よくサブルーティンは引数付きが推奨されます。ローカル変数が使えるので、変数競合を避けられるからです。最強マシンであるPCが、最弱マシンである人間のミスから、その最弱マシンを自動で守ってくれます。
メイン冒頭でxの値を評価し、その評価によって計算の行く末を決める、計算初期値yの値が変わるとします。
If x < 0 Then
y = 0
ElseIf (0 <= x) And (x < 1) Then
y = 1
Else
y = 2
End If
REM yを使った計算
これはサブルーティン化すべきでしょうか?。するとしたら、こんな感じになりそうです。

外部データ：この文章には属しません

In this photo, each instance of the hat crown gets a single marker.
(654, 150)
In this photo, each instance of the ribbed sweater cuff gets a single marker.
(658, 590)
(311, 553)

External Function y_Setter(x)
If x < 0 Then
y = 0
ElseIf (0 <= x) And (x < 1) Then
y = 1
Else
y = 2
End If
y_Setter = y
End Function
If x < 0 Then
y = 0
ElseIf (0 <= x) And (x < 1) Then
y = 1
Else
y = 2
End If
REM yを使った計算
・・・と非常にすっきり(^^)。ところが入力仕様が変わり、yのケース分けが1個追加され、しかもケース境界も可変になる事がわかりました。それにともなって「yを使った計算」も変更されます。こうなると、
External Function y_Setter(x)
If x < 0 Then
y = 0
ElseIf (0 <= x) And (x < 1) Then
y = 1
Else
y = 2
End If
y_Setter = y
End Function
メインの側は、
Declare External Function y_Setter
y = y_Setter(x)
REM yを使った計算
だいたいこの辺りからPMは、PG(プログラマー)の恨みを買い出します(^^;)。
y = y_Setter(x, z1, z2, z3) REM z1~z3はケース分けの境界値
REM yを使った計算_変更1
External Function y_Setter(x, z1, z2, z3)
If x < z1 Then
y = 0
ElseIf (0 <= z1) And (x < z2) Then
y = 1
ElseIf (0 <= z2) And (x < z3) Then
y = 2
Else
y = 3
End If
y_Setter = y
End Function
事態はさらに最悪の方向へ向かいます。「開発が終わるまで入力仕様の変更は続き、ケース分けは何ケースになるかわからない。それに対処できるようにしといてくれ」。・・・頭に血が上ったPGは、こう叫びます。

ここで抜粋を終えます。